Amerikan Foreign Policy Magazine adlı yayın organında dün yani 11 Nisan tarihinde yayınlanan bir makalede (It’s Not Too Late to Stop Turkey From Realigning With Russia) ABD’nin akıllıca bir diplomasi ve savunma yardımıyla Türkiye’nin Rusyayla ittifakını önleyebileceği savunuldu. Makalede Erdoğan’ın Rusya’ya yanaşmasının ABD’yi Kürt kuvvetleri silahlandırma ve destekleme politikasını gözden geçirmeye zorlamak amaçlı olduğunu iddia edildi.

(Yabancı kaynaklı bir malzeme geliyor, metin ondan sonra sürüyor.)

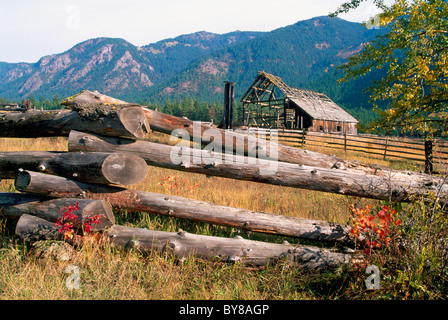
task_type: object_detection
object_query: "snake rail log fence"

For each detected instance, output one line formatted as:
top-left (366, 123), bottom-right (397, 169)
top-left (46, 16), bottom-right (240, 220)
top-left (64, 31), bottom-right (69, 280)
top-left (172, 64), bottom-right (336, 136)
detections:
top-left (0, 91), bottom-right (448, 269)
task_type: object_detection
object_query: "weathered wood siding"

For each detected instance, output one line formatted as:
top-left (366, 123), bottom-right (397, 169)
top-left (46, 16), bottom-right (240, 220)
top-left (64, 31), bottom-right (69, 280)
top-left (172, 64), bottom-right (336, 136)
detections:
top-left (308, 120), bottom-right (358, 135)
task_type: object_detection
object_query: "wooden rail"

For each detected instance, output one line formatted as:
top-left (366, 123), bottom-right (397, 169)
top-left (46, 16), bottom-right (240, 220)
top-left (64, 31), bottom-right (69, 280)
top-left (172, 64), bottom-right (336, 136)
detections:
top-left (246, 128), bottom-right (448, 168)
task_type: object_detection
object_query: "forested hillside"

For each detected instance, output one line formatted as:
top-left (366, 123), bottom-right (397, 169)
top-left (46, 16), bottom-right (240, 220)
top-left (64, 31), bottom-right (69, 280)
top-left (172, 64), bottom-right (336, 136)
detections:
top-left (0, 16), bottom-right (380, 128)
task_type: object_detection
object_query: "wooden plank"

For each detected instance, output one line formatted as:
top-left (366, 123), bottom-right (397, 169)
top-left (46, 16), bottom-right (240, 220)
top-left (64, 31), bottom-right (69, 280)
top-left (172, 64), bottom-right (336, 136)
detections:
top-left (14, 171), bottom-right (353, 244)
top-left (0, 193), bottom-right (115, 231)
top-left (16, 214), bottom-right (356, 270)
top-left (0, 151), bottom-right (148, 185)
top-left (69, 132), bottom-right (448, 202)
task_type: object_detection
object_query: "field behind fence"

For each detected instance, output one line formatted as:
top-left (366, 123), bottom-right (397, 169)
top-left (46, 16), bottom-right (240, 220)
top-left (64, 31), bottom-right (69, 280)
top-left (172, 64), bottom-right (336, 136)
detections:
top-left (243, 128), bottom-right (448, 170)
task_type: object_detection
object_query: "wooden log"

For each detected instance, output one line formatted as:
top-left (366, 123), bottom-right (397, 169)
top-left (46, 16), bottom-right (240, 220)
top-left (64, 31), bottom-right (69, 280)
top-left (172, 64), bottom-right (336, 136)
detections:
top-left (0, 194), bottom-right (115, 231)
top-left (69, 132), bottom-right (448, 203)
top-left (0, 151), bottom-right (148, 185)
top-left (16, 214), bottom-right (360, 270)
top-left (63, 90), bottom-right (356, 171)
top-left (0, 192), bottom-right (47, 210)
top-left (15, 214), bottom-right (65, 242)
top-left (15, 171), bottom-right (353, 244)
top-left (105, 225), bottom-right (353, 269)
top-left (0, 93), bottom-right (149, 139)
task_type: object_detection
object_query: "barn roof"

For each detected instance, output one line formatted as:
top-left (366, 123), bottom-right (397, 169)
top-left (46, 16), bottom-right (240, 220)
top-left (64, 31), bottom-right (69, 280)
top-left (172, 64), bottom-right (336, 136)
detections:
top-left (242, 71), bottom-right (358, 123)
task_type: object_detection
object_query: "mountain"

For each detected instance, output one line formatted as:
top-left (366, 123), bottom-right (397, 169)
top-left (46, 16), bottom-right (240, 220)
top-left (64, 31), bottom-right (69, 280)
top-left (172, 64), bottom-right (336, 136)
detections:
top-left (0, 16), bottom-right (380, 115)
top-left (149, 16), bottom-right (380, 108)
top-left (0, 32), bottom-right (261, 99)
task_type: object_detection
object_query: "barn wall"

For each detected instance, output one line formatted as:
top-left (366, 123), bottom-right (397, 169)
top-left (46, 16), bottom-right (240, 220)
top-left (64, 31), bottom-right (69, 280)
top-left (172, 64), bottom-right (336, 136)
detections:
top-left (308, 120), bottom-right (358, 135)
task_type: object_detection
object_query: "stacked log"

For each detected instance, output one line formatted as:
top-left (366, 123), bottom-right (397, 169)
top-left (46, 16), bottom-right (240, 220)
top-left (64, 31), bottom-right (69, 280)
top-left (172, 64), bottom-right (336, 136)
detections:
top-left (9, 91), bottom-right (448, 269)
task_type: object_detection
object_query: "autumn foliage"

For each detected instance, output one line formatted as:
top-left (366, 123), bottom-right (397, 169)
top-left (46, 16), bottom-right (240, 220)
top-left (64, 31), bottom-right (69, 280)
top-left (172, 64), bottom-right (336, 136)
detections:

Bu gelişmelerle paralel olarak İstanbul’da İmamoğlu adında bir şahıs Erdoğan’ın alternatifi olabilecek bir meydan okumayla ortaya çıkıyor. Bu gelişme şimdiden Meral Akşener’in çıkışının parlak günlerindekinden çok daha güçlü etki yarattı. Yerel seçimlerde Kürt hareketinin Millet İttifakı ile kurduğu dolaylı ittifakın yarattığı etki dikkat çekicidir. Kürtlerin kazandığı bazı belediyelerin YSK eliyle HDP’den alınarak AKP’ye verilmesinin bu ittifakı nasıl etkileyeceği merak ediliyor. En önemlisi ise halkın politize olduğu ve insanlarda umudun arttığı bir dönemde Türkiye solunun nasıl varlık gösterebileceği.